At least as far as this report is concerned and even others with lower numbers, the trends are not good in North Dakota with increases in the number of deaths and injuries rising in recent years due to the oil boom. Despite that, Brooks is seeing some encouraging signs that things are improving from the early days of the increased oil activity.
“When the boom first hit, you had a lot of opportunities and a lot of people that really didn’t have the skill set were getting into this business,” Brooks said. “I moved here from west Texas where you had third and fourth generation roughnecks. North Dakotans generally didn’t come up in that industry. You’ve got a lot of farm folk, a lot of that dedicated work ethic and I think that lack of a skill set created some of the earlier problems,” Brooks said.
“Now we are seeing companies with much more developed safety programs, much more developed training programs that we are seeing a much greater trend to improving these rates. Now ultimately only the numbers will tell years from now. “
Another prescription for dealing with the increased number of deaths is for the oil and gas workers in the state to unionize. Recently, Williston-area paramedics, stressed by the oil boom workload, moved forward on an effort to unionize over objections from city leaders. Ricker of the AFL-CIO feels doing so would improve safety for the oil and gas employees.
“I think the workers having a say in their workplace and having a say in their safety and health program would actually give them a lot more rights in the work site, a lot more voice in the work site and eventually I think it would definitely lead to a safer work site because they would have been empowered to take safety in their own hands a little more rather just hoping the company does a good job by them and takes care of them and looks out for them.”

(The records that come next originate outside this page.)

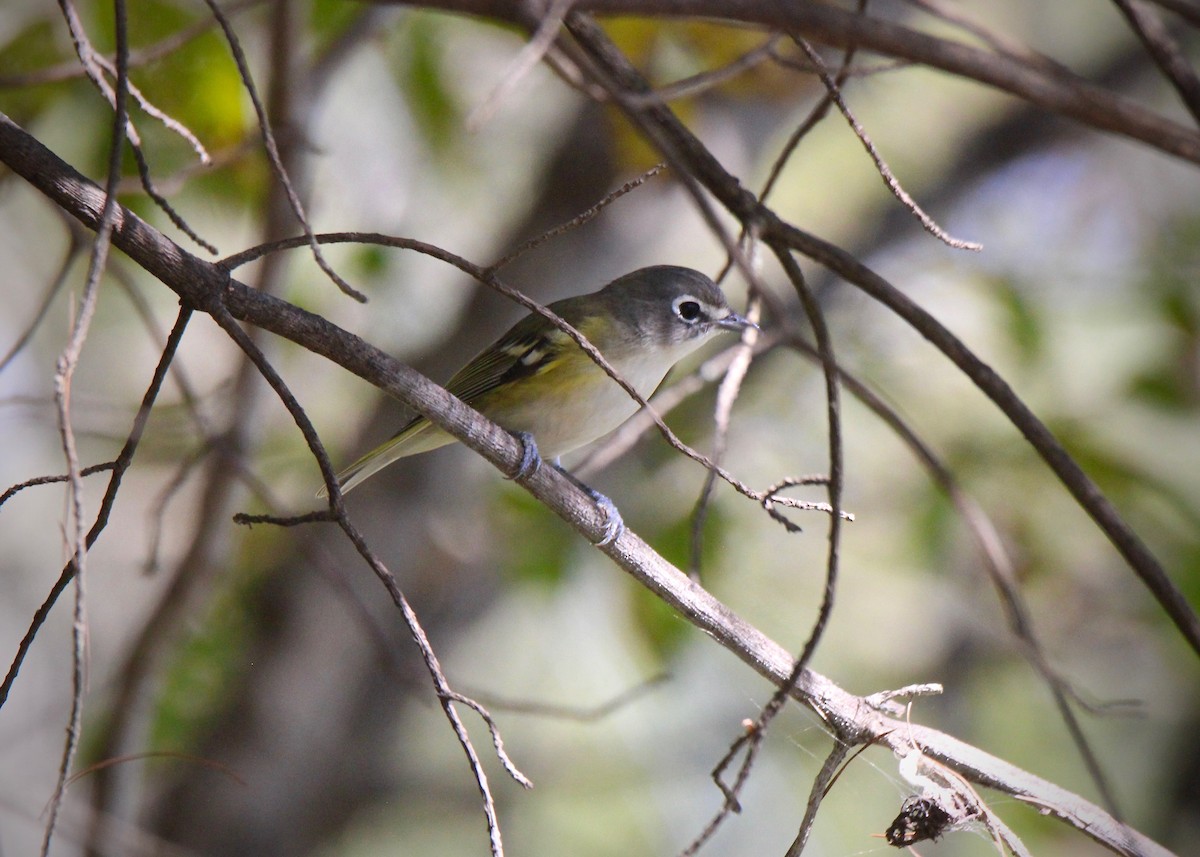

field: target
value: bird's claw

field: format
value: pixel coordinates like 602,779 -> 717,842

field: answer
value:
587,489 -> 625,547
505,431 -> 541,480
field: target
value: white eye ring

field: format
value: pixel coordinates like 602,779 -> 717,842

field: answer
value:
672,294 -> 704,324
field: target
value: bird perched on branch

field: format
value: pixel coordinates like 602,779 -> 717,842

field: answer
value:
324,265 -> 755,544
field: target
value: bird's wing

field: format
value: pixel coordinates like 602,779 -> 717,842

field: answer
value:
446,319 -> 570,404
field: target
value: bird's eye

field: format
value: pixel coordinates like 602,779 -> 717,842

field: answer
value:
676,299 -> 701,322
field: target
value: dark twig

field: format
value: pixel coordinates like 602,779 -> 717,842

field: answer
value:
1112,0 -> 1200,122
0,105 -> 1168,857
0,307 -> 192,708
204,0 -> 367,304
486,163 -> 666,274
549,13 -> 1200,653
210,301 -> 533,857
41,0 -> 128,857
794,36 -> 983,251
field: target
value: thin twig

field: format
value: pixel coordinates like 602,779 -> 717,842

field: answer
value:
204,0 -> 367,304
793,36 -> 983,251
0,222 -> 86,372
0,307 -> 192,708
41,0 -> 128,857
216,232 -> 835,523
688,290 -> 762,580
212,302 -> 516,857
466,0 -> 574,133
487,163 -> 666,266
635,32 -> 782,102
785,737 -> 850,857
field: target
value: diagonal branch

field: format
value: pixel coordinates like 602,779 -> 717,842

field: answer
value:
398,0 -> 1200,163
0,110 -> 1170,857
554,6 -> 1200,653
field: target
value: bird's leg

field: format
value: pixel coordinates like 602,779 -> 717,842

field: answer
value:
554,460 -> 625,547
504,431 -> 541,479
505,431 -> 625,547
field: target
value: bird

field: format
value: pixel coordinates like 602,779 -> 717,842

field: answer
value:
322,265 -> 757,544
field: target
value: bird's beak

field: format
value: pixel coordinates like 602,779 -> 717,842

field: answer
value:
715,312 -> 760,330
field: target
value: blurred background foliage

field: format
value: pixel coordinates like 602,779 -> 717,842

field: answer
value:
0,0 -> 1200,857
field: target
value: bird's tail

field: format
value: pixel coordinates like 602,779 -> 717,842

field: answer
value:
317,418 -> 454,497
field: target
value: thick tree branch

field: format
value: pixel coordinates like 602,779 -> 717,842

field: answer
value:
0,114 -> 1170,857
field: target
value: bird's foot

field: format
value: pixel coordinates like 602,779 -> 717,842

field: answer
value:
587,489 -> 625,547
554,460 -> 625,547
505,431 -> 541,480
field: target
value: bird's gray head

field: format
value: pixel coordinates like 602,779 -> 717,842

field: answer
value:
604,265 -> 754,346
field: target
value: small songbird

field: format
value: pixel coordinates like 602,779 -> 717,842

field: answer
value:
324,265 -> 755,533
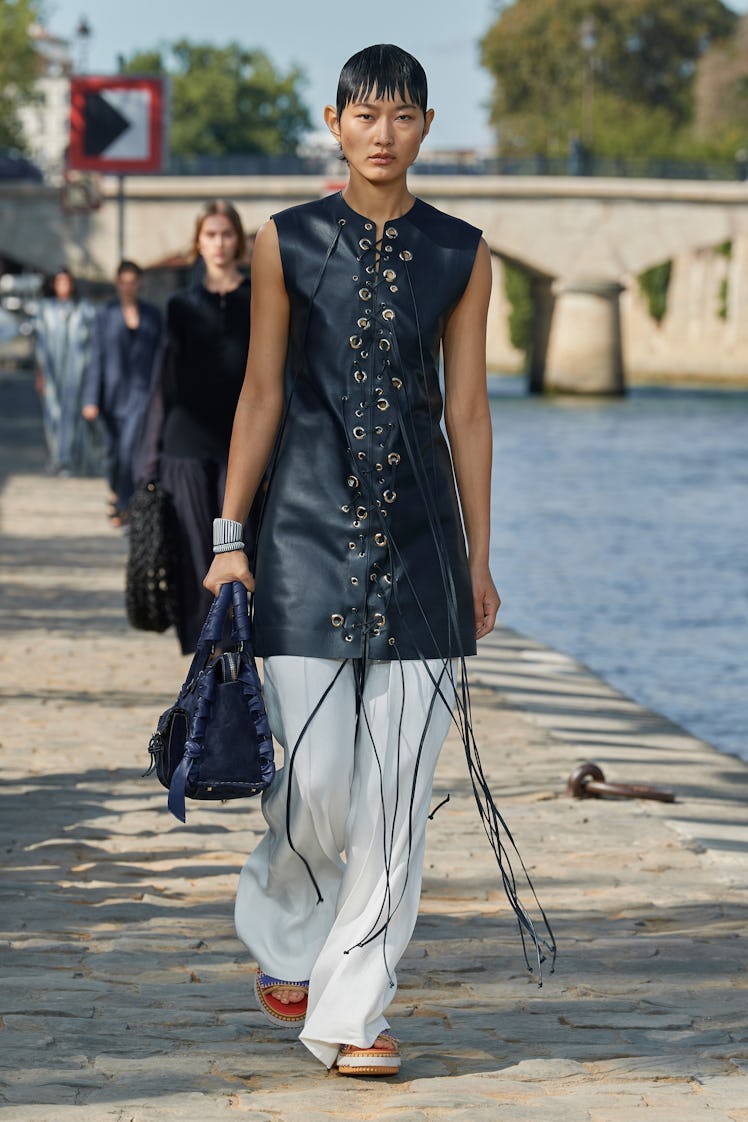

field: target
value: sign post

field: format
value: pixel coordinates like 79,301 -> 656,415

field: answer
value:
67,74 -> 166,259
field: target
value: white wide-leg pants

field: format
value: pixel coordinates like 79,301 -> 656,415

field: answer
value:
236,655 -> 454,1067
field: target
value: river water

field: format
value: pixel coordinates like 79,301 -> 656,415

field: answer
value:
489,376 -> 748,760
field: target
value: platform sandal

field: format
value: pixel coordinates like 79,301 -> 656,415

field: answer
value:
255,969 -> 310,1024
336,1032 -> 400,1075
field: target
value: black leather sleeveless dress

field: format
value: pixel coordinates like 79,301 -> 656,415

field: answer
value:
255,194 -> 480,659
253,194 -> 555,977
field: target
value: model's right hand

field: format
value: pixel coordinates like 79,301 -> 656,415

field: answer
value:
203,550 -> 255,596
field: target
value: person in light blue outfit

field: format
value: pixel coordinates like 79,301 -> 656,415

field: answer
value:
83,261 -> 164,526
34,269 -> 103,476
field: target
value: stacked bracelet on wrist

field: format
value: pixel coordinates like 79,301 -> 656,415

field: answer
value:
213,518 -> 244,553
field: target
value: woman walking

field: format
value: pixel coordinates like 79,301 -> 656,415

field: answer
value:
34,269 -> 102,476
82,260 -> 163,526
137,199 -> 250,654
205,45 -> 553,1075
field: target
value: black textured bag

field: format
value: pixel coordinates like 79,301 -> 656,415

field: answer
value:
146,582 -> 275,821
124,480 -> 176,632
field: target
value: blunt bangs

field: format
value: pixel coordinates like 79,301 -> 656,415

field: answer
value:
335,43 -> 428,117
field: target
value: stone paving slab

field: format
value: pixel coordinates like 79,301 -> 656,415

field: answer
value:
0,380 -> 748,1122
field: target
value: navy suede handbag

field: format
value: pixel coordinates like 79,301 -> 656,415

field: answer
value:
146,581 -> 275,822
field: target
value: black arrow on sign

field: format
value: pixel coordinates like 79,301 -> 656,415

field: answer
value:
83,93 -> 130,156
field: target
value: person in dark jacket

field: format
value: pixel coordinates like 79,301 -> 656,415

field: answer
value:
82,260 -> 163,526
136,199 -> 251,654
205,44 -> 553,1076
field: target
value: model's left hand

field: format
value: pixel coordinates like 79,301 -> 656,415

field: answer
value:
470,565 -> 501,638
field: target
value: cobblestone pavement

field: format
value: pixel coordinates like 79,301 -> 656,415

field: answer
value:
0,377 -> 748,1122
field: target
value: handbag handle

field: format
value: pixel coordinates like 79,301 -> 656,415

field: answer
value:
187,580 -> 252,681
197,580 -> 249,646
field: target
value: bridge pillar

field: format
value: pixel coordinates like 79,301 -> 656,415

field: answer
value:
543,281 -> 626,395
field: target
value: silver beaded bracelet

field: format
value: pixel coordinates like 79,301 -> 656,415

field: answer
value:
213,542 -> 244,553
213,518 -> 244,553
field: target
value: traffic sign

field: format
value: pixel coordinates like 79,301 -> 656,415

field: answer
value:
67,74 -> 166,175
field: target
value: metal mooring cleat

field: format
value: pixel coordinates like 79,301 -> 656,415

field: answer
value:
566,761 -> 675,802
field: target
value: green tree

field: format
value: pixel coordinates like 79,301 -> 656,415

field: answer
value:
481,0 -> 737,156
0,0 -> 39,148
122,39 -> 310,156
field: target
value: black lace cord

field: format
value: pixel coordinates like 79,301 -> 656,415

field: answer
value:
343,643 -> 405,987
383,520 -> 556,985
345,659 -> 449,947
286,659 -> 351,904
394,263 -> 556,985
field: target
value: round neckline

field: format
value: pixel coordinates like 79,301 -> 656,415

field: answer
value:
338,191 -> 421,229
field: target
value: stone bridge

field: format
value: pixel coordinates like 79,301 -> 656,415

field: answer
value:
0,175 -> 748,393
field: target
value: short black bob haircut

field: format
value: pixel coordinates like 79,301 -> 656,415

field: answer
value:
335,43 -> 428,117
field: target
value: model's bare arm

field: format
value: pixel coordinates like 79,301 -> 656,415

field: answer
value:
204,221 -> 289,596
444,239 -> 501,638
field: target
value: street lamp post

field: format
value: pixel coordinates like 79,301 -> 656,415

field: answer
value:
580,16 -> 598,169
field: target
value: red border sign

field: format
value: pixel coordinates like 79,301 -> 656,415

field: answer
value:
67,74 -> 166,175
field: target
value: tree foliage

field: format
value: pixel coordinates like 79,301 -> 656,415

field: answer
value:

The final report from the AFI-CIO will include solutions to fix workplace safety and health as well data from all 50 states on workplace injuries and deaths. And no doubt, North Dakota will again be a nationwide focus as media start to examine the impact of the boom and why the state is dead last.
For his part being one of the top regulators on such matters, Brooks wants to see the numbers go down no matter what report you are looking at.
“I think zero is a reasonable rate just because I can’t believe otherwise,” Brooks said. “I don’t ever want to believe that it costs someone’s life in order to do work in this country.”